The fight over who pays for the journalism that AI assistants feed on just reached a milestone in Australia. Nine and Microsoft have signed what both describe as an Australian-first agreement for AI to use news-media content — a licensing deal that lets Microsoft Copilot draw on Nine’s mastheads with attribution, rather than scraping them for free.
What the deal covers
Under the agreement, Copilot can reference the text of Nine’s mastheads — including The Australian Financial Review, The Sydney Morning Herald, The Age and the Brisbane Times — beyond paywalled previews, to contextualise and ‘ground’ its answers. In return, Copilot displays snippets, headlines and summaries and directs users back to Nine’s sites for the full story. Microsoft says it is its first deal of its kind in the Asia-Pacific region.
Why publishers care
Generative assistants have a structural problem for news: they answer the question so the reader never clicks, while depending on the very journalism they disintermediate. Licensing deals like this one try to close that loop — ensuring content is paid for, attributed and monetised, and that answers are grounded in verified reporting rather than the open web’s noise.
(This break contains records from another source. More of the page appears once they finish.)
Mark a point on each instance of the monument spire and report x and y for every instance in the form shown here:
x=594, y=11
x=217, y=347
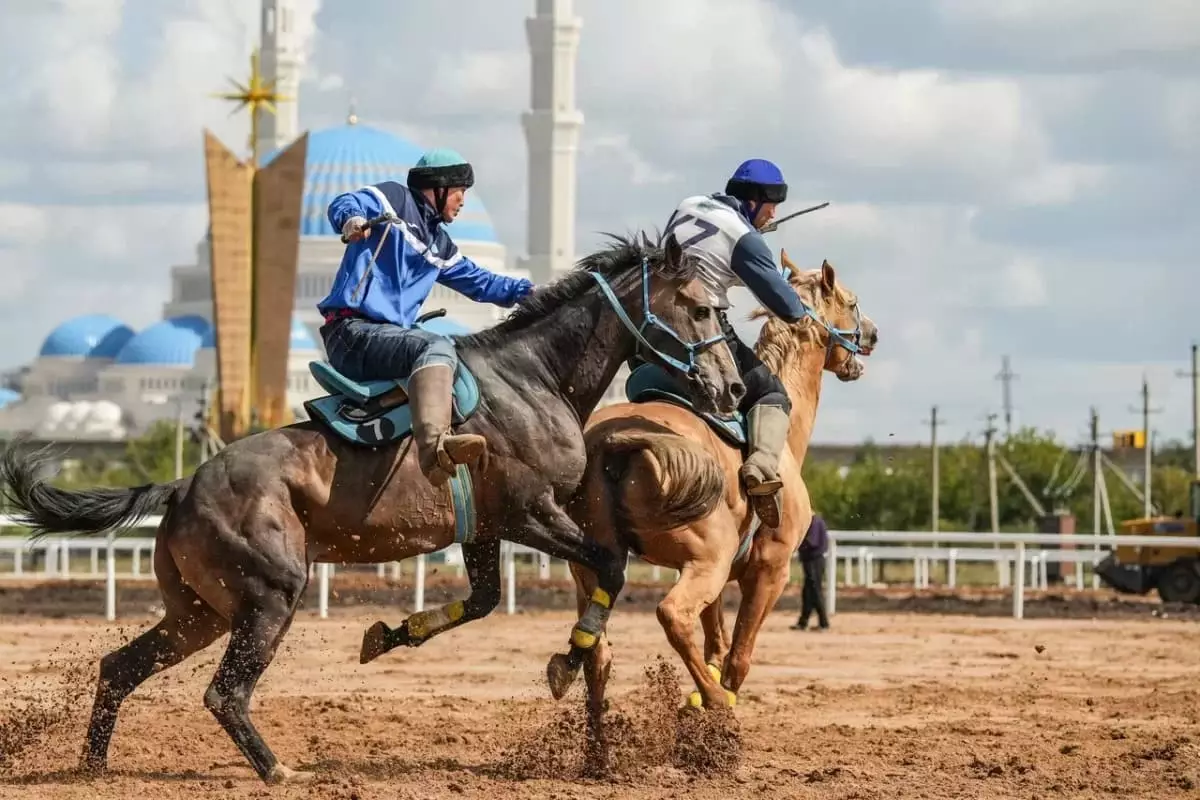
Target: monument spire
x=552, y=133
x=281, y=68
For an industry that watched search and social erode its revenue, getting in front of the AI shift matters.
The Australian angle
The deal lands amid a live national debate over AI and copyright, with the government weighing how much protection Australian creators and publishers should have as AI companies train on and reference their work. A commercial agreement between a major local publisher and a global platform sets a reference point — and a bit of leverage — for every other masthead now negotiating. It also gives readers a subtler benefit: when Copilot answers an Australian question, it is more likely to be standing on real, locally reported facts.
The unresolved question is price and precedent. One deal doesn’t set the market rate for journalism in the AI era, and smaller publishers without Nine’s bargaining power will be watching whether this lifts the whole industry or just the biggest players.